В Углич стали приезжать первые, вырвавшиеся из оккупированных противником территорий беженцы, которые рассказывали жуткие, трагические и леденящие душу невероятные для нормального понимания истории, и эвакуированные, главным образом из Ленинграда, в числе которых была известная писательница и мужественная женщина Ольга Фёдоровна Берггольц, написавшая ещё в 1932 году автобиографическую повесть «Углич», однако вскоре возвратившаяся в свой родной город в самые тяжелые дни блокады и посвятившая ряд своих произведений подвигу ленинградцев-защитников города.
После того, как в сентябре 1941 года переписка с папой прервалась, и направляемые в его адрес наши письма приходили с пометкой «доставить невозможно», неизвестность создавшегося положения вызывала душевное дополнительное беспокойство и мучительное переживание относительно его места нахождения и состояния здоровья.
В некоторые семьи возвращались изувеченные войной фронтовики. Помнится, что однажды поздней осенью к нам заходил красноармеец, назвавшийся Василием Уткиным, который, по его словам, призывался из соседней с городом деревни и оказался на фронте в одной части вместе с папой. Уткин сбивчиво, по-крестьянски рассказывал, что ему посчастливилось вырваться из окружения под Вязьмой, но каких-либо подробностей о папе он не смог пояснить. Во многие семьи стали приходить «похоронки» сообщения с фронта о погибших.

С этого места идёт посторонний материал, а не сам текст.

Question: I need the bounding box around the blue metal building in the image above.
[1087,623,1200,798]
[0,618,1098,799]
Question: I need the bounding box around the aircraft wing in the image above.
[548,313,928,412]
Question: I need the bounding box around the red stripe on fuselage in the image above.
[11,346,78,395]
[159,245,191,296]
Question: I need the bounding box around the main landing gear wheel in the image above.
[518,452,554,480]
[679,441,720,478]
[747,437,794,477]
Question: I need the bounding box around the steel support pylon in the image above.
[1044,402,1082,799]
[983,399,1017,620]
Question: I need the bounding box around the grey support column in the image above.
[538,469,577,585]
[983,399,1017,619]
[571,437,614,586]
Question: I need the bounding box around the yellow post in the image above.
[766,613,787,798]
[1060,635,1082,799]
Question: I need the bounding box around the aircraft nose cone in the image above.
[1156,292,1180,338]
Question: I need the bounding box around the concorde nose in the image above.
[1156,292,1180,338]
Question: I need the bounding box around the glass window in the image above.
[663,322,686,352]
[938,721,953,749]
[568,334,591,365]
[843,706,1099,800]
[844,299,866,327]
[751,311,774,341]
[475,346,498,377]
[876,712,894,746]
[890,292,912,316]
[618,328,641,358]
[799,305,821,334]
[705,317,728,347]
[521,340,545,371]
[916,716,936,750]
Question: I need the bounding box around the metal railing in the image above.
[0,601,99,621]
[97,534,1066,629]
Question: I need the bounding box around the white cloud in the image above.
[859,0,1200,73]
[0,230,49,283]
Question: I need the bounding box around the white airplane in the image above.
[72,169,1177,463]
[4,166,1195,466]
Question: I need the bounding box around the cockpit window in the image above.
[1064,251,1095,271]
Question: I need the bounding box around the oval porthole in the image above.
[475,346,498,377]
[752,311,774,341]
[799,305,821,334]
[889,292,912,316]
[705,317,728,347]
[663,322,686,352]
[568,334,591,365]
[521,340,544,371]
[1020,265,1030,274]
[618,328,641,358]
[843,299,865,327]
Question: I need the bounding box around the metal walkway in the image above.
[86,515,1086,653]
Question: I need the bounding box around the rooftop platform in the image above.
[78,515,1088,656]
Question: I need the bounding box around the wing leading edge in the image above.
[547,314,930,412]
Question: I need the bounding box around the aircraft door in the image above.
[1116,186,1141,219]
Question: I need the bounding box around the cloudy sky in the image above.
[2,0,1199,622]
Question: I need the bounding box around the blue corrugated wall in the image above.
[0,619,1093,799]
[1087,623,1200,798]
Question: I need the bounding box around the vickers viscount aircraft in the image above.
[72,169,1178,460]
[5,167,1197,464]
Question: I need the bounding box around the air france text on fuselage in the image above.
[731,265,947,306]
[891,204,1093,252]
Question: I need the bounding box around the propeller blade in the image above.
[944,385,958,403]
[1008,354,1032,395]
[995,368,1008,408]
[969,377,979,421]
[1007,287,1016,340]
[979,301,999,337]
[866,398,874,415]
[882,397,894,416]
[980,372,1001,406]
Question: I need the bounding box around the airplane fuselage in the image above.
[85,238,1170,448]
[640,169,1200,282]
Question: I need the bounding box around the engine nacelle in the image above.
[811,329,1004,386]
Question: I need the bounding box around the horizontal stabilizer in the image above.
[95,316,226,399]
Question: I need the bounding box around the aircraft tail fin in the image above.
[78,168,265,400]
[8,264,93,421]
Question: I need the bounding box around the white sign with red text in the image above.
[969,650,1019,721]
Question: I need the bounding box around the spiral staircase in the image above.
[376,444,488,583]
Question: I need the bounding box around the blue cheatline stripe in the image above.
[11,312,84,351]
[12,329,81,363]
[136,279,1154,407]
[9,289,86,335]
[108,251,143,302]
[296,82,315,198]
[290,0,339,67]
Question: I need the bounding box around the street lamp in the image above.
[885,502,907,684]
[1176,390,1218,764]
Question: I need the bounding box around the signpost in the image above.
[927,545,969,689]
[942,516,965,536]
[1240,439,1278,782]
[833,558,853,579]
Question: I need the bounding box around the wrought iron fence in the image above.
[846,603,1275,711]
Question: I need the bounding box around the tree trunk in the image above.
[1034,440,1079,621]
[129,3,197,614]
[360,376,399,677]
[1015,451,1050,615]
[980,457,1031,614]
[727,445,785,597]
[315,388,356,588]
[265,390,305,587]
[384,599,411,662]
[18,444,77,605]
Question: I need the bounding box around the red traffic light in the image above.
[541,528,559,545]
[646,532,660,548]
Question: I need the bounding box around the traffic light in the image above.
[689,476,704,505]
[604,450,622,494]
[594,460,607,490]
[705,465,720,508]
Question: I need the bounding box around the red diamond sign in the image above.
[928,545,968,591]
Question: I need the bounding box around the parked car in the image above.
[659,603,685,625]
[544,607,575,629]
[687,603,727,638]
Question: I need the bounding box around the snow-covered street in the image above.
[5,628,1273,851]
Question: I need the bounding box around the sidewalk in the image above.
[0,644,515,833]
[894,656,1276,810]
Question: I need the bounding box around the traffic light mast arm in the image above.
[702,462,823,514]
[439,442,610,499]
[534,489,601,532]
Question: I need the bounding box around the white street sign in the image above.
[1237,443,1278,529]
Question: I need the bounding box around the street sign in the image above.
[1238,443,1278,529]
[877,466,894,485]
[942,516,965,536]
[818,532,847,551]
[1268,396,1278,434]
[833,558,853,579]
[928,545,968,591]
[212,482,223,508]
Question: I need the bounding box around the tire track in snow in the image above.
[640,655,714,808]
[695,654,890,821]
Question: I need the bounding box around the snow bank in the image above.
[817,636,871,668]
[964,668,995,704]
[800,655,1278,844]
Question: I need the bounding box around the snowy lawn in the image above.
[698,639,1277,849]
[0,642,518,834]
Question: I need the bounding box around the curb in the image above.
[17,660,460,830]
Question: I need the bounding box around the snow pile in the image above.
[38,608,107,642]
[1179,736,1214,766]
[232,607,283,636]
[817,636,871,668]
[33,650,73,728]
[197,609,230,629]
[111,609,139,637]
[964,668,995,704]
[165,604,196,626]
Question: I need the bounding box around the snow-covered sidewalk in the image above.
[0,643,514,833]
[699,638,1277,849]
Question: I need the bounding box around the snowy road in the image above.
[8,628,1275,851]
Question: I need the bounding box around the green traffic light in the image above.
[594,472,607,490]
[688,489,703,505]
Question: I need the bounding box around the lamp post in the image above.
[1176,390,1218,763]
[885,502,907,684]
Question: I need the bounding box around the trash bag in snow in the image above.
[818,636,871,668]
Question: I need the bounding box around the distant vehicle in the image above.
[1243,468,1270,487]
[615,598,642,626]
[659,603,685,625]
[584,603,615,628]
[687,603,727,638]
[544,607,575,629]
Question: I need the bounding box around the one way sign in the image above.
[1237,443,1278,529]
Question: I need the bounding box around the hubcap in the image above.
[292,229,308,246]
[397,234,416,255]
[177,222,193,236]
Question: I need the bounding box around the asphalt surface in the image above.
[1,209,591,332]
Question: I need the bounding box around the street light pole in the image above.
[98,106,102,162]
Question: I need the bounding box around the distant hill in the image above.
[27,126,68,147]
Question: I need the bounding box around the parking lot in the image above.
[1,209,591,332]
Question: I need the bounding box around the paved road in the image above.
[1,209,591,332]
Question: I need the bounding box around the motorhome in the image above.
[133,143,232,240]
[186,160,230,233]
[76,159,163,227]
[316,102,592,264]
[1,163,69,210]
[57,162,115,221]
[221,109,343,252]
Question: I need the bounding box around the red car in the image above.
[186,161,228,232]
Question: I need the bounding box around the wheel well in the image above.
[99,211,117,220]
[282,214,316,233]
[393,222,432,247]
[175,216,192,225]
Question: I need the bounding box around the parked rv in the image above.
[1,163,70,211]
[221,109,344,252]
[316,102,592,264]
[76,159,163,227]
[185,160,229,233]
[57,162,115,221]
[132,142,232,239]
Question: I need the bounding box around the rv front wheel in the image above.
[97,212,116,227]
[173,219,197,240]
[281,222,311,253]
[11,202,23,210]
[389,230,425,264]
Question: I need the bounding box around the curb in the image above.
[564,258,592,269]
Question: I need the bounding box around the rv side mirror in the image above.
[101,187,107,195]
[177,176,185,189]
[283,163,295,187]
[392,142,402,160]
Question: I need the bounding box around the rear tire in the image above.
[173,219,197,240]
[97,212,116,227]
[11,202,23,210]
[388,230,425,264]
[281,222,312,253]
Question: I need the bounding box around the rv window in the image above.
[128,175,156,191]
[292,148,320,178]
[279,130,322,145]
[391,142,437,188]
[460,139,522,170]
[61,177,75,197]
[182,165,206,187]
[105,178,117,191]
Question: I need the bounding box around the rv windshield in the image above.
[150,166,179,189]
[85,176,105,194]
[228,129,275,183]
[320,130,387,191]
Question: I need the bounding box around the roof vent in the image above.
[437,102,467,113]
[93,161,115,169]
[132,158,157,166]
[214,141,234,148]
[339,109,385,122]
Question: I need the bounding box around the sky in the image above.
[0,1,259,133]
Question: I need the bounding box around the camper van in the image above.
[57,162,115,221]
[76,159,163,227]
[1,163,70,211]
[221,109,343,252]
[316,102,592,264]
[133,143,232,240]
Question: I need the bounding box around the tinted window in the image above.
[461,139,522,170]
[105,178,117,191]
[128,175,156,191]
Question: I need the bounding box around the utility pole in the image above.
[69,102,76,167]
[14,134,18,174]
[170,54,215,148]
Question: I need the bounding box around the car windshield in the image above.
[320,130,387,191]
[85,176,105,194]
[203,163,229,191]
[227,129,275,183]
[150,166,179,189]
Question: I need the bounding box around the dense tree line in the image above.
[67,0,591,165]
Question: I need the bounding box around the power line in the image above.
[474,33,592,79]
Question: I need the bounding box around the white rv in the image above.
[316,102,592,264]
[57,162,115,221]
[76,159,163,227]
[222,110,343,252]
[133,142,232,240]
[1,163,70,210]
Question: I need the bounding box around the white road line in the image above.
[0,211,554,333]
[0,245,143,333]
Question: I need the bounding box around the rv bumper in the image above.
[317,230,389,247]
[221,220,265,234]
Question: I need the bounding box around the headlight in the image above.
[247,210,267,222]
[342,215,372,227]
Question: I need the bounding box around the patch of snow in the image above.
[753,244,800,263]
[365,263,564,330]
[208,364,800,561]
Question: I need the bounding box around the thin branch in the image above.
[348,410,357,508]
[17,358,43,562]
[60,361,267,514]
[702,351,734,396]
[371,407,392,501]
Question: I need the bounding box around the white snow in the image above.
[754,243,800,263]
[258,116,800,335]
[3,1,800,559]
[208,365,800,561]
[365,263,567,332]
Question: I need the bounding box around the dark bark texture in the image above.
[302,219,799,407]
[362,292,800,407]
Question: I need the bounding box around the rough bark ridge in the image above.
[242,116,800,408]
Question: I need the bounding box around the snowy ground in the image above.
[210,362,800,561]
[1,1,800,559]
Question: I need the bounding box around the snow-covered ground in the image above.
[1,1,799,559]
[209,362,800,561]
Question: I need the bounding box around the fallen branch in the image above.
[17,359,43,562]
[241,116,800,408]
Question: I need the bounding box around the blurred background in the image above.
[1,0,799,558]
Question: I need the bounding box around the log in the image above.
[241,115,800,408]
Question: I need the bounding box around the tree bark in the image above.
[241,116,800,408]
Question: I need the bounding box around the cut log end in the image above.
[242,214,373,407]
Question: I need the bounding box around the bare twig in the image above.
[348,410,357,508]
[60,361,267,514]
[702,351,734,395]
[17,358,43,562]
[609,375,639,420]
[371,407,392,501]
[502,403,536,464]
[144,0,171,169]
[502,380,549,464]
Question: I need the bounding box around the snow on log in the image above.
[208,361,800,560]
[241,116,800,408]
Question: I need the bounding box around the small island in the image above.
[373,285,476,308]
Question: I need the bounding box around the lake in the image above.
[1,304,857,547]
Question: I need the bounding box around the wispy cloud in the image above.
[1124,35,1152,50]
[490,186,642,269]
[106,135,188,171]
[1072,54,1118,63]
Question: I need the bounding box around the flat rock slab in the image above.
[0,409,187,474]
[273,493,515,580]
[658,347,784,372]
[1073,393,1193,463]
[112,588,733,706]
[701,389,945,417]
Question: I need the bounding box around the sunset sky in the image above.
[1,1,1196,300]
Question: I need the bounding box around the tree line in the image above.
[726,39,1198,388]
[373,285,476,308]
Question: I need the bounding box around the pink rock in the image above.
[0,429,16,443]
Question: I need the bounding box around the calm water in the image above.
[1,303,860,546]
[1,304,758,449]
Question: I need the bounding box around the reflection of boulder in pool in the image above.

Похоронка. Аврин Александр Леонидович.

У нас никакого подсобного хозяйства не было, и семейный доход состоял только из заработка родителей. К концу 1941 года материальное положение в семье резко ухудшилось, что создало дополнительные житейские трудности.
Оказалось, что Постановление Совнаркома СССР № 1474 от 05 июня 1941 года «О пенсиях и пособиях лицам высшего, старшего и среднего начальствующего состава, лицам младшего начальствующего состава сверхсрочной службы и их семьям» в отношении нас, как отдельно взятой семьи, не может быть реализовано и мама не могла добиться в течение всей войны и ещё двух лет после войны права на получение пособия за ушедшего на фронт мужа, Верюжского Александра Николаевича. Требовалась бумага, доказывающая нахождение его на фронте.
Возможно, главной ошибкой было то, что папа по каким-то причинам не смог выслать, как обещал в своих письмах, этот злосчастный аттестат, явившийся основным препятствием к получению мамой пособия на несовершеннолетних детей, а также документ, подтверждающий его нахождение на фронте в рядах РККА.
Три года потребовалось на то, чтобы 22 августа 1944 года Угличский Районный военный комиссариат в своей справке подтвердил, что Верюжский Александр Николаевич действительно призван в ряды Красной Армии с 30 июня 1941 года. Но этого было ещё недостаточно, чтобы получать пособие.
На мамины запросы приходили лаконичные отрицательные ответы, некоторые из них сохранились. Я их привожу в качестве примера, подтверждающего существующий принцип отношения к людям и их проблемам, как к ненужному мусору. Кого беспокоит чужое горе, когда идёт война?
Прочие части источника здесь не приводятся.